A Game of Two Halves?

Throughout the aftermath of today’s lunchtime kick-off at Old Trafford between arch-rivals Manchester United and Liverpool, social media websites have been awash with outpourings of grief from Liverpool supporters.

Some felt their team had matched United and deserved a point, but in truth that is perhaps symptomatic of a rose-tinted perspective which unfortunately taints a minority of Liverpool supporter’s views.

In the first 54 minutes of a match which was undoubtedly controlled by United for expansive periods, goals from Robin van Persie and Nemanja Vidic had given the hosts a deserved 2-0 lead.

It was only after Daniel Sturridge’s simple tap-in from another David de Gea blunder that Liverpool managed to establish themselves in the game.

What followed was captivating, as The Reds poured forward in a mode of attack which had been inexplicably absent for the first hour of the match.

Liverpool tested United’s often wobbly defence throughout the final 30 minutes, and such was their threat United had to throw on Phil Jones and Chris Smalling as resistance, thanks in small part to what looked like a recurrence of Nemanja Vidic’s troublesome knee problems.

Sturridge was Liverpool’s game-changer, offering pace and a willingness to run directly at United’s defence as Brendan Rogers’ side searched for a once unlikely-looking point.

Yet, as some have suggested after his move from Chelsea, Sturridge lacked a clinical edge.

This was conveyed in the 86th minute when a loose ball presented him with a brilliant chance, only to sky his effort harmlessly over.

That sort of error would not have been made by the league’s in-form striker, van Persie.

The Dutchman’s first chance of the match was soon nestling in the back of the net following an incisive team move, and United went on to create several chances in the opening 45 minutes, notably when Tom Cleverley narrowly missed the target after connecting with a sweet volley that had Pepe Reina beaten.

Liverpool, though, were guilty of some poor defensive mistakes before Cleverley’s effort.

Both Reina and Joe Allen handed possession to United in the final third with careless passes but, on both occasions, the excellent partnership of Daniel Agger and Martin Skrtel helped the Merseysiders escape with well-timed tackles.

The calm figure of Michael Carrick was dictating play in midfield, twice picking out Danny Welbeck’s intelligent runs into the left channel with looping cross-field passes, but United could not add to their tally before half-time.

The totemic van Persie, the difference between these old foes – just as he had been at Anfield earlier in the season – supplied what proved to be United’s winner when the unmarked Patrice Evra and Vidic combined at the back post to extend their team’s lead to 2-0.

That, in the end, was the crucial division between the sides.

So, was it a game of two halves? Perhaps not.

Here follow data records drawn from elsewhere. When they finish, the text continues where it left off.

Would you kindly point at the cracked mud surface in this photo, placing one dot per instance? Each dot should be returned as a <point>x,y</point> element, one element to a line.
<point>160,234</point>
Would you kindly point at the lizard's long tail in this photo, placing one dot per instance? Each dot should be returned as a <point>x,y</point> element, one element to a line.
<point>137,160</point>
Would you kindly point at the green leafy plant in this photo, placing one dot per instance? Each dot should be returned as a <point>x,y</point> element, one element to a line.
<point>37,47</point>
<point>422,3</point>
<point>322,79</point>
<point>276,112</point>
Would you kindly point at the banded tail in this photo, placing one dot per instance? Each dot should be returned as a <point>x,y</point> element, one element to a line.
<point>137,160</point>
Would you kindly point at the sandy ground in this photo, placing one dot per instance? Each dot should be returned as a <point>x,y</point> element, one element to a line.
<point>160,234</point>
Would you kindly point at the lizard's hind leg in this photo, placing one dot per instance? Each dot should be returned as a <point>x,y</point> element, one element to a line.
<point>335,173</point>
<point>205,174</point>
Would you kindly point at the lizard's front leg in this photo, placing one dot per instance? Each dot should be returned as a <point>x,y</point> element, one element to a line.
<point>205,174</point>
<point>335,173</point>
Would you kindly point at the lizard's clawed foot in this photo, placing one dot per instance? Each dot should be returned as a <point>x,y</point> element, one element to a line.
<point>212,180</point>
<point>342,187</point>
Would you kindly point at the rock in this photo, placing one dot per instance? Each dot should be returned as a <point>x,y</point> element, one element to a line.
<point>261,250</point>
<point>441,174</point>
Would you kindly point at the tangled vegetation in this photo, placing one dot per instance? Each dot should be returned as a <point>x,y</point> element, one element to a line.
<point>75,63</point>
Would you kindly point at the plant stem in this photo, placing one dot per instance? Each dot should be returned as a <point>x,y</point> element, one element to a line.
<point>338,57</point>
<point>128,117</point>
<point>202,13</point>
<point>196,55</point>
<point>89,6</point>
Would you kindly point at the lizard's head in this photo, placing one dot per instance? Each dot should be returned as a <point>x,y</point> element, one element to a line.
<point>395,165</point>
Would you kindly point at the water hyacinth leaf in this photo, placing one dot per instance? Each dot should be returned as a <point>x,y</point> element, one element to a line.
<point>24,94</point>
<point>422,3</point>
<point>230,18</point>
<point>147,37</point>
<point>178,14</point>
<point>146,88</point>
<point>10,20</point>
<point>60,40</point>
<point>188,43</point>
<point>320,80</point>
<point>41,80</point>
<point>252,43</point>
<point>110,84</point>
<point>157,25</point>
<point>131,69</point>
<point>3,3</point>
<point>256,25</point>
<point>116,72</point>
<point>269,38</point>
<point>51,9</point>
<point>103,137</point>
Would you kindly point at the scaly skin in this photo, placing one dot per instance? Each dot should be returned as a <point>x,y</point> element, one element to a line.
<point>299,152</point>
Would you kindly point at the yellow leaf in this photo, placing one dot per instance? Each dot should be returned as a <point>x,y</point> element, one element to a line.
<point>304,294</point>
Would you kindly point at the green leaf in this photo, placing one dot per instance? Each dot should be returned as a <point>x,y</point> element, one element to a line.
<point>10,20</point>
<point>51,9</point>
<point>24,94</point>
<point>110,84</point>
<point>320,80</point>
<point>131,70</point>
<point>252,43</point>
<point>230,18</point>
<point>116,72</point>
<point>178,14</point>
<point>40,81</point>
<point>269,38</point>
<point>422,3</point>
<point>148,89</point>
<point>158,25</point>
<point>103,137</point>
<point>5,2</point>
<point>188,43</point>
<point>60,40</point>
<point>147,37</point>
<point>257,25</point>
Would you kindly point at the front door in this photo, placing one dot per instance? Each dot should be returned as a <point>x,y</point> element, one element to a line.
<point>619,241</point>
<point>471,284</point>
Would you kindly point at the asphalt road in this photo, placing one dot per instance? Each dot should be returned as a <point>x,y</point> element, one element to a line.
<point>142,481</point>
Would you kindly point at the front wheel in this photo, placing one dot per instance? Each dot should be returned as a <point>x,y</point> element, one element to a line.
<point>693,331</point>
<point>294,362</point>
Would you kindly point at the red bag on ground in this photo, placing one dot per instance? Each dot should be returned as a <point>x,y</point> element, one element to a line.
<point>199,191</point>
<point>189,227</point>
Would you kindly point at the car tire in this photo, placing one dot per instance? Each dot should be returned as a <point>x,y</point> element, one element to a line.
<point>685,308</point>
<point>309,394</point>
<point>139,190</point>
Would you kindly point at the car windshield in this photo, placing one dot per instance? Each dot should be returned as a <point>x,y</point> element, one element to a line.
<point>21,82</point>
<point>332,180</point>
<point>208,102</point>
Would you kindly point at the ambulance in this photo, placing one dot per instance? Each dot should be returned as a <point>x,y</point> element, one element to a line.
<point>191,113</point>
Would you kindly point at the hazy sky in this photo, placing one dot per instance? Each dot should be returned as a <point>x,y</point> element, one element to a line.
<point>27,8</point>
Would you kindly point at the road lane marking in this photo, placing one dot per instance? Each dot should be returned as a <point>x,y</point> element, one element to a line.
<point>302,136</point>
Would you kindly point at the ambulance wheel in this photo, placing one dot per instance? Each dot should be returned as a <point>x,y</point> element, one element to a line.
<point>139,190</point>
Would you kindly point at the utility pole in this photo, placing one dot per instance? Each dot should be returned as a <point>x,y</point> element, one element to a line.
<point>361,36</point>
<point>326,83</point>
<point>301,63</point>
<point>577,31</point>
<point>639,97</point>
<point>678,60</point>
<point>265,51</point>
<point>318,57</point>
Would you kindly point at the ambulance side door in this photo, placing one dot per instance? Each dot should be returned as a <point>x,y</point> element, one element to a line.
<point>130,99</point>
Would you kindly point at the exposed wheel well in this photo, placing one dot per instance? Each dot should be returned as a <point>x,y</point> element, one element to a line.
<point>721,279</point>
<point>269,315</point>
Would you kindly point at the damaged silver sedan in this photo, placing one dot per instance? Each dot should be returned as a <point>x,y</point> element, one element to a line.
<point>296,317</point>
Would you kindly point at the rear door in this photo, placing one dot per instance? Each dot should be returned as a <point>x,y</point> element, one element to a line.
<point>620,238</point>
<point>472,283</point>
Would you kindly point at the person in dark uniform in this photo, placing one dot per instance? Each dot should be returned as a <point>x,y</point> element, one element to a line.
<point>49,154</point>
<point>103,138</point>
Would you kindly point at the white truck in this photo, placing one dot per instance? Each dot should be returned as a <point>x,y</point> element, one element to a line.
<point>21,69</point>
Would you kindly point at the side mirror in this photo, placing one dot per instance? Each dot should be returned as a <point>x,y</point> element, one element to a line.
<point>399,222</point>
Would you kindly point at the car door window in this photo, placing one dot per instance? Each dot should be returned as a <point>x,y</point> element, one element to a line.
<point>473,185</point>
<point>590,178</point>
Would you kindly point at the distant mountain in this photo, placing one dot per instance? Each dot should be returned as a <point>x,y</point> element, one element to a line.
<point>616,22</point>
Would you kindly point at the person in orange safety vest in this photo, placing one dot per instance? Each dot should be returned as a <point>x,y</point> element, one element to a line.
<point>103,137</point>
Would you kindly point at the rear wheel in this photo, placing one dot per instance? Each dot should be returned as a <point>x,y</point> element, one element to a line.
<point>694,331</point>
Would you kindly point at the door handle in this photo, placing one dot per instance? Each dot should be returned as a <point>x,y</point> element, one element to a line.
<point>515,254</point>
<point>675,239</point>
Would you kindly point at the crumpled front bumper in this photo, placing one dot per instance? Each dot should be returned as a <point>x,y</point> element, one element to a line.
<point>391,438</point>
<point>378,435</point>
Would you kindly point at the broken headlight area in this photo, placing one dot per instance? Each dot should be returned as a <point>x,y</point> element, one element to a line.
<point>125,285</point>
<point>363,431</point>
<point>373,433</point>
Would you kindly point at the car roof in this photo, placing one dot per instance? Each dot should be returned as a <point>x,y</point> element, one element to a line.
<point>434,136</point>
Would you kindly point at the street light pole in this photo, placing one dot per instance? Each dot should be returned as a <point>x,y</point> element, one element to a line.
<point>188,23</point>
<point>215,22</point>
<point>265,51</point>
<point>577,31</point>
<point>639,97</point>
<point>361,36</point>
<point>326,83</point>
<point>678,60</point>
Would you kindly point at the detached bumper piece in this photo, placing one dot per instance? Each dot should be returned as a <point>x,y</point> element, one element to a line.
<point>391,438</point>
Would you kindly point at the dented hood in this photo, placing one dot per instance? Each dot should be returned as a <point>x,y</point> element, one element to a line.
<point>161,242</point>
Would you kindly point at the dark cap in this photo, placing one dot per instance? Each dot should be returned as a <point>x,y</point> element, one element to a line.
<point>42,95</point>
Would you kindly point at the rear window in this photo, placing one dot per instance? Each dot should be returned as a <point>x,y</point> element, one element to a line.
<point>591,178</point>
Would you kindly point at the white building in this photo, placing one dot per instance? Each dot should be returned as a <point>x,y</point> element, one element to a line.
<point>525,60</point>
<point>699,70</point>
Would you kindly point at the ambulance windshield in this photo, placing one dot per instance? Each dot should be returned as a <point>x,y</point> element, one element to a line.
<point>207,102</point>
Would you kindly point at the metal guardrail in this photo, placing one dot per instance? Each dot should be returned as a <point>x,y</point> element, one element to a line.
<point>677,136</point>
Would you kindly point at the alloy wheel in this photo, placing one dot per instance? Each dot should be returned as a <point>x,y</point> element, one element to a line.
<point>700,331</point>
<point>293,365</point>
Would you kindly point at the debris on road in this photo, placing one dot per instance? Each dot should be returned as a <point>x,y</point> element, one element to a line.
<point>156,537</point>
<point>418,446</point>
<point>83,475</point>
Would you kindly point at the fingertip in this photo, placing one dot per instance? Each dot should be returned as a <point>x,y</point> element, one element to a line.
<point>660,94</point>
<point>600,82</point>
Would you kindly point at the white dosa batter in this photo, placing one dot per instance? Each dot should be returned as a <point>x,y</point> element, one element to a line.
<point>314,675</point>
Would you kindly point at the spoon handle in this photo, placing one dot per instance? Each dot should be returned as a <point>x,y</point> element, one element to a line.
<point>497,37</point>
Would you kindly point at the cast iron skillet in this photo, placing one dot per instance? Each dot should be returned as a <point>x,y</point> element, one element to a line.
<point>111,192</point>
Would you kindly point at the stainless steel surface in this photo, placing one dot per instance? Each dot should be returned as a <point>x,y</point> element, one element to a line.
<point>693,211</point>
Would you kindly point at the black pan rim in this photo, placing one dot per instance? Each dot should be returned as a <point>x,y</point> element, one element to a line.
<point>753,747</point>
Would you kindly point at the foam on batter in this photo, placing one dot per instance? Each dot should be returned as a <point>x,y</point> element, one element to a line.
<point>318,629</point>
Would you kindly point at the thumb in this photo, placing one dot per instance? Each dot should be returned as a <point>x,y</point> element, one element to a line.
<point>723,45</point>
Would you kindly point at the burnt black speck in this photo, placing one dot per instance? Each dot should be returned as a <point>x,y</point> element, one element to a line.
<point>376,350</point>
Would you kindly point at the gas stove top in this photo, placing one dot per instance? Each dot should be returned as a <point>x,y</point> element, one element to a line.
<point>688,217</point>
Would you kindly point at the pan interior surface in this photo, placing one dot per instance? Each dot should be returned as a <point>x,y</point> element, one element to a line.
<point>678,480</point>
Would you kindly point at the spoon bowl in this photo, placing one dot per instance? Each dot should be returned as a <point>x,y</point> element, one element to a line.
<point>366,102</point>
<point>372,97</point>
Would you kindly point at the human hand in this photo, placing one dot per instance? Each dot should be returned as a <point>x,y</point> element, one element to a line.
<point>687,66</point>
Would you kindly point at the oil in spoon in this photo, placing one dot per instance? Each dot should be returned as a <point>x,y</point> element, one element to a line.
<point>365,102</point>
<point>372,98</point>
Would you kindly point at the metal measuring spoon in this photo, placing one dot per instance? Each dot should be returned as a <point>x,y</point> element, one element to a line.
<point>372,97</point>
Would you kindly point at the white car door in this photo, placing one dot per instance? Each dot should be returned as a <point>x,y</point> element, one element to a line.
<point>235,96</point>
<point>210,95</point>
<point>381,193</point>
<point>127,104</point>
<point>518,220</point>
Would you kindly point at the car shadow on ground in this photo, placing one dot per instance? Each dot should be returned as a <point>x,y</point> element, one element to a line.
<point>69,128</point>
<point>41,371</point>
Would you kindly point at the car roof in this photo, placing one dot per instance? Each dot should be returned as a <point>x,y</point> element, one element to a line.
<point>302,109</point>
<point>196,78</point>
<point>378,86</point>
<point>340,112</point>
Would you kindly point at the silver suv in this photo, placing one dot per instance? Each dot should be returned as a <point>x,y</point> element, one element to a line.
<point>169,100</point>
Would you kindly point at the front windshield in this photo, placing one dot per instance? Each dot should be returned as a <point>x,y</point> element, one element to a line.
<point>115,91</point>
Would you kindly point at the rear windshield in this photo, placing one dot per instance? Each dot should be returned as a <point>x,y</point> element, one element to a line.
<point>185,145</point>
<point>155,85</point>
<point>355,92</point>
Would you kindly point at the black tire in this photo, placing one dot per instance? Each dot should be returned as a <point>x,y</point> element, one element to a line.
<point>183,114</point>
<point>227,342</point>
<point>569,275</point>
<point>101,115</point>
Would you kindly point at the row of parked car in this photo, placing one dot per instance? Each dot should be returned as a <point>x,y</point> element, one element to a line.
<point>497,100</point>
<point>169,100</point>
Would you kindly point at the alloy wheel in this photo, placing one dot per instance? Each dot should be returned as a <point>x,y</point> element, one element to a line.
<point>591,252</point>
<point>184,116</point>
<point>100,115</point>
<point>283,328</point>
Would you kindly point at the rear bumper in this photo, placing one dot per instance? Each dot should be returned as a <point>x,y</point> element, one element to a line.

At times, United passed the ball with a superiority which highlighted the seven point chasm between them and the chasing pack in the Premier League table.

That said, Liverpool controlled the final 30 minutes – but they failed to emulate United’s monopoly of the opening half.

Perhaps, had United not resumed their dominance of the match after half-time, the ‘game of two halves’ cliche would have applied.

Yet, in a match where one team only starts to play their football after an hour, the cliche in question can rarely apply, and to use it here would have been forgetful of the complete prepotency that United exhibited during the first 54 minutes.